JP2008053532A - Method for manufacturing semiconductor device - Google Patents

Abstract

<P>PROBLEM TO BE SOLVED: To provide a method for manufacturing a semiconductor device which can stably form a silicide film of low resistance. <P>SOLUTION: In a state that a silicide forming area is exposed to the surface of a silicon substrate 11, a metal film 17 is formed on the substrate 11 at first. Then, silicon contained in the silicide forming area is made to react with the metal film 17 by applying heat treatment under pressure higher than atmospheric pressure to the substrate 11 on which the metal film 17 is formed to form silicide films 18a, 18b. After removing the metal film which is no reaction in the heat treatment, a crystal phase is transferred by heat treatment to perform the resistance reducing processing of the silicide films 18a, 18b. <P>COPYRIGHT: (C)2008,JPO&INPIT

Description

  The present invention relates to a method for manufacturing a semiconductor device, and relates to a method for manufacturing a semiconductor device having a silicide film.

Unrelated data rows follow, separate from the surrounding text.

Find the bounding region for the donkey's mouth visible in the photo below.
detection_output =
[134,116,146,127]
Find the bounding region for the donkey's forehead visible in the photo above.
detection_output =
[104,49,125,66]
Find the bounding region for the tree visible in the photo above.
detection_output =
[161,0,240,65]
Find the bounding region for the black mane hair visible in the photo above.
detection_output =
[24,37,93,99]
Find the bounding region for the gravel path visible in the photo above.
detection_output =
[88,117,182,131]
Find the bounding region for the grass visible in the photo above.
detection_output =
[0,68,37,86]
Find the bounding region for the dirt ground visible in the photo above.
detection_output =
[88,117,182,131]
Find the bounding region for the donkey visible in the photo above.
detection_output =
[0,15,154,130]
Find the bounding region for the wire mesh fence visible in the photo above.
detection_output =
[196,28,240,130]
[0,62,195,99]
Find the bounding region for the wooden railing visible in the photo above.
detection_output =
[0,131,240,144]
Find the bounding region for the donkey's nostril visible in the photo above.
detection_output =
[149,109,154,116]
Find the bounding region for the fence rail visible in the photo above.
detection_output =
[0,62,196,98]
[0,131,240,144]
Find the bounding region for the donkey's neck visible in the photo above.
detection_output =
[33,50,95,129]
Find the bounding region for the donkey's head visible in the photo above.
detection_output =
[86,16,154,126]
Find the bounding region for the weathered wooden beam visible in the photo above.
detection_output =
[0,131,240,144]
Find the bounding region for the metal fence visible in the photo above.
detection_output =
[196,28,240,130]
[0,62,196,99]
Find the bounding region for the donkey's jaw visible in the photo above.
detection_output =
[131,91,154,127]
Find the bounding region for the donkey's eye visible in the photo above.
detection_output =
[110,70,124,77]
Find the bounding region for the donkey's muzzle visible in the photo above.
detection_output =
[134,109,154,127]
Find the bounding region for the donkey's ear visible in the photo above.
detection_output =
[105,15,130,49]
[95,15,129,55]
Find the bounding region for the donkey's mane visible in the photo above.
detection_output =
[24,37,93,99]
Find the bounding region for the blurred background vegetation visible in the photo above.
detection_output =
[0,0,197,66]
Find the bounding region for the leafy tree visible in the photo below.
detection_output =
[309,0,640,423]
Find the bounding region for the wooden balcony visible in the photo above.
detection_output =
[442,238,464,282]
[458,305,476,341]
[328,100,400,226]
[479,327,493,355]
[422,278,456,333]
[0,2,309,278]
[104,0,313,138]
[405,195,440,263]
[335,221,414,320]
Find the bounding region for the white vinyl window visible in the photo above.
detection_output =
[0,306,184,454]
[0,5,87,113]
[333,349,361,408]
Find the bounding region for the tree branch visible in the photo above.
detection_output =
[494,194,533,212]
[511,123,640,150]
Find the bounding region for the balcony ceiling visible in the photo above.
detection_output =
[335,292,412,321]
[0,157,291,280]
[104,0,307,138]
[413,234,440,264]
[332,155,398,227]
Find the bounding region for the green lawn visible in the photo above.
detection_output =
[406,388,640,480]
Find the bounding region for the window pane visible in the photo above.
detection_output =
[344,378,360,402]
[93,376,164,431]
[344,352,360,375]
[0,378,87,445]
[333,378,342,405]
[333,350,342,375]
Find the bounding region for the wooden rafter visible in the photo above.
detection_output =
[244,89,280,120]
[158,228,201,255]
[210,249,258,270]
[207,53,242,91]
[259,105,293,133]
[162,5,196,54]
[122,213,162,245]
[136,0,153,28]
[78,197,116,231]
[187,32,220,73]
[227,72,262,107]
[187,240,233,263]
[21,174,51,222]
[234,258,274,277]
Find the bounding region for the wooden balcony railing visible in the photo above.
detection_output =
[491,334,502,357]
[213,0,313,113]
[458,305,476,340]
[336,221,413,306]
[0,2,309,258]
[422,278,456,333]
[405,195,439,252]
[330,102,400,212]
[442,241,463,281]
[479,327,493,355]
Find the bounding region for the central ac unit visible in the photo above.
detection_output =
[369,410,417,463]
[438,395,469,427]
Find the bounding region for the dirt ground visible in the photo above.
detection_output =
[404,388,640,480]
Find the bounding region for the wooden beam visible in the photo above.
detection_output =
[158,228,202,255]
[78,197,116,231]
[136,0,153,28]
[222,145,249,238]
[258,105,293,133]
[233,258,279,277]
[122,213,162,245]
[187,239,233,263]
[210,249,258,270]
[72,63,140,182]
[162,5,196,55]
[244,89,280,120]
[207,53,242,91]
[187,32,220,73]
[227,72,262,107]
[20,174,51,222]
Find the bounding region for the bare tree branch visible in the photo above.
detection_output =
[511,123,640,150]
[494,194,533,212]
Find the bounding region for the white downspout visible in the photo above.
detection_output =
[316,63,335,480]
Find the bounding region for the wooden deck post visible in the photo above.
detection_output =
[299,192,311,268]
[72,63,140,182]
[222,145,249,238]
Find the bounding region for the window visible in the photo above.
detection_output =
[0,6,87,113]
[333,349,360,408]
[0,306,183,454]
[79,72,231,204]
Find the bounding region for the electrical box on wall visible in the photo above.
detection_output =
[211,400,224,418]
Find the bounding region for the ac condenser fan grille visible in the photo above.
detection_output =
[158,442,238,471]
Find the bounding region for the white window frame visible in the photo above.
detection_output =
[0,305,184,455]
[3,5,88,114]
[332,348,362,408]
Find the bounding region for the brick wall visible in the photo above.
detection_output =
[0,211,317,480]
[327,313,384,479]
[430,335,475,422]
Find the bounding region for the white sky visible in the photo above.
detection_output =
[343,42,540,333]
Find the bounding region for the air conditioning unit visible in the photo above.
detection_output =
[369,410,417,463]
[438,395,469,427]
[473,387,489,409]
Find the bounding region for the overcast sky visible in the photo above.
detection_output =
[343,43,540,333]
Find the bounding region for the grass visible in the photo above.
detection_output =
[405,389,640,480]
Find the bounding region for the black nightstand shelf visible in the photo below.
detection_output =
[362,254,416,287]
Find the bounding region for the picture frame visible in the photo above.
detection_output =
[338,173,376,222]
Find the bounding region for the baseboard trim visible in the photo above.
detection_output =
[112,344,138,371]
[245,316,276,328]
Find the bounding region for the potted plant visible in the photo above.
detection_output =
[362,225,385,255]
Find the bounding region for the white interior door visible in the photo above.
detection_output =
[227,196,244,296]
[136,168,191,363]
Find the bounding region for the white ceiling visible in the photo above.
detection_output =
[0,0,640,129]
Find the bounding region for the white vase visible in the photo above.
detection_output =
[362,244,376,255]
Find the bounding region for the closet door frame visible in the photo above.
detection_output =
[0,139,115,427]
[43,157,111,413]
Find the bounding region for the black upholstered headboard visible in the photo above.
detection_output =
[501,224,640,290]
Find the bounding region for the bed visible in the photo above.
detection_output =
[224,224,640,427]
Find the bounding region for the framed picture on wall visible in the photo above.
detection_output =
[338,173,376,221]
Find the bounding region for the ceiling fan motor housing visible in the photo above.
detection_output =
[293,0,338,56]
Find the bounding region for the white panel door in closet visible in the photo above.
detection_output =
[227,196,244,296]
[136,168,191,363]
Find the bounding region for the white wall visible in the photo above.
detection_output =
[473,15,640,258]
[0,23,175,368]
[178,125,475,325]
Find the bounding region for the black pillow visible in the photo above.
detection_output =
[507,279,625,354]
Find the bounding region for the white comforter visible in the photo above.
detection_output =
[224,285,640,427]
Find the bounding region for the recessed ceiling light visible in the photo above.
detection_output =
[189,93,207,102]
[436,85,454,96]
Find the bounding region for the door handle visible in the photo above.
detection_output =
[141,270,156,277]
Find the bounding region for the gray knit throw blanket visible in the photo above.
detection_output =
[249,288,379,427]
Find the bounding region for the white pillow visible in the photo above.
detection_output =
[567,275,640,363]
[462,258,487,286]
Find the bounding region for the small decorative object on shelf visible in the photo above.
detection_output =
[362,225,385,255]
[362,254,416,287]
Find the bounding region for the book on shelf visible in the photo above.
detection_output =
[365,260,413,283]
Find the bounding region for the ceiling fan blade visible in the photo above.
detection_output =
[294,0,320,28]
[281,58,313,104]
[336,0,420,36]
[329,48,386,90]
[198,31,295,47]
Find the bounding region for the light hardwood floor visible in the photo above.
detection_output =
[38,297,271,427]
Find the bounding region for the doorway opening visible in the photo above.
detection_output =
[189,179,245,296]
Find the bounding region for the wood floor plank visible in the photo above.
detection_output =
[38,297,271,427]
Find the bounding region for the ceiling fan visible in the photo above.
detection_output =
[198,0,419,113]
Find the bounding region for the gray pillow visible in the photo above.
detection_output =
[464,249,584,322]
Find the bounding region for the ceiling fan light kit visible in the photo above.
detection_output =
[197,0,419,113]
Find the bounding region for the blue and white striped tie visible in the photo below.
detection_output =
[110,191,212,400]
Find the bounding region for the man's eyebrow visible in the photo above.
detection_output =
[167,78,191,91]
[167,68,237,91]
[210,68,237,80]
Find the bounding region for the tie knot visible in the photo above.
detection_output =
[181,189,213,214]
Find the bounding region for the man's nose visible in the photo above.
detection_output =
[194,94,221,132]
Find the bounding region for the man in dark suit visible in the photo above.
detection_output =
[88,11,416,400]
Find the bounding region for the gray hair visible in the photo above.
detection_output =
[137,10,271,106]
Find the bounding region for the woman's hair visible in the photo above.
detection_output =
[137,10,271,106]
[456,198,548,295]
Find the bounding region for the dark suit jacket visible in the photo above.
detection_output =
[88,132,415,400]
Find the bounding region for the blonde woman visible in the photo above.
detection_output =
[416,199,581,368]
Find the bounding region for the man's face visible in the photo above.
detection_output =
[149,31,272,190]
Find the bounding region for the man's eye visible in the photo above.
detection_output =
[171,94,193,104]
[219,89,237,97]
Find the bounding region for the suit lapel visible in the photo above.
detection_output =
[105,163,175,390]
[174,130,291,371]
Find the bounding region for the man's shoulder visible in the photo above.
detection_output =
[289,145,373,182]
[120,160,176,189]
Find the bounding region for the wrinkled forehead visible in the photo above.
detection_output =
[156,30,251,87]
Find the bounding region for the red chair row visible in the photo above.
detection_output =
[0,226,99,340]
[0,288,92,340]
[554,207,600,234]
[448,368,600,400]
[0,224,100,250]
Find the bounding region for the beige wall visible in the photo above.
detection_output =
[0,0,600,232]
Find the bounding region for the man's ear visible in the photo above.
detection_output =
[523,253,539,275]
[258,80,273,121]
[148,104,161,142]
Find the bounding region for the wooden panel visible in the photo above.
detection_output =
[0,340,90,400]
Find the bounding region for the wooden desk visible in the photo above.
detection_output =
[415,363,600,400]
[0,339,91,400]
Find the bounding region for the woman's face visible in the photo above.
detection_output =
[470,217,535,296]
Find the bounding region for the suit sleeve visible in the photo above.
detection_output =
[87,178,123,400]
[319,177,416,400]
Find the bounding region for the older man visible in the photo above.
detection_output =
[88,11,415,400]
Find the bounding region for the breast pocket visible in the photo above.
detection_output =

  With the recent miniaturization of semiconductor devices, signal delay due to an increase in sheet resistance of impurity regions constituting the source and drain regions of transistors and an increase in wiring resistance of gate electrodes has become apparent. As a countermeasure, a technique for reducing the resistance of the impurity region and the gate electrode by forming a silicide film on the impurity region and the gate electrode is widely used.

  The silicide film is formed by depositing a metal film such as titanium, cobalt, or nickel on the semiconductor substrate from which the upper surface of the impurity region and the upper surface of the gate electrode made of polysilicon are exposed, and then performing heat treatment. The heat treatment is generally performed by a first heat treatment that causes a silicide reaction between the impurity region exposed on the semiconductor substrate and the gate electrode, and a silicide film formed by the first heat treatment undergoes a crystal phase transition to reduce the resistance. The second heat treatment is performed. Note that the first heat treatment is performed at a relatively low temperature so that the silicide film does not grow laterally along the metal film and is formed only in a desired region. Then, in the first heat treatment, after the unreacted metal film that did not cause the silicide reaction is removed by etching, the second heat treatment is performed at a relatively high temperature. The heat treatment is performed using a heat treatment apparatus such as an RTP (Rapid Thermal Process) apparatus. For example, the first heat treatment can be performed under conditions of a processing temperature of 300 to 700 ° C. and a processing time of 30 to 120 seconds, and the second heat treatment is performed under conditions of a processing temperature of 500 to 900 ° C. and a processing time of 10 to 90 seconds. Can be done.

Various techniques for forming a silicide film having a lower resistance have been proposed. For example, Patent Document 1 described below proposes a technique in which the second heat treatment is performed by batch processing using titanium as a metal film and using a furnace in a pressure state higher than atmospheric pressure. In this technique, for example, the second heat treatment is performed at a processing pressure of 70 MPa, a processing temperature of 700 ° C., and a processing time of 10 minutes. According to this technique, since the second heat treatment is performed in a state in which stress is applied to the silicide film, it is said that a low-resistance silicide film can be realized by promoting the crystal phase transition of the silicide film.
Japanese Patent Laid-Open No. 10-335261

  By the way, when the silicide reaction is performed, it is known that if the metal film deposited on the semiconductor substrate for forming the silicide film is oxidized, the silicide reaction is inhibited and the resistance of the silicide film is increased. . For this reason, a titanium nitride film, a tungsten nitride film, or the like is usually formed on the metal film as an antioxidant film that suppresses oxidation of the metal film.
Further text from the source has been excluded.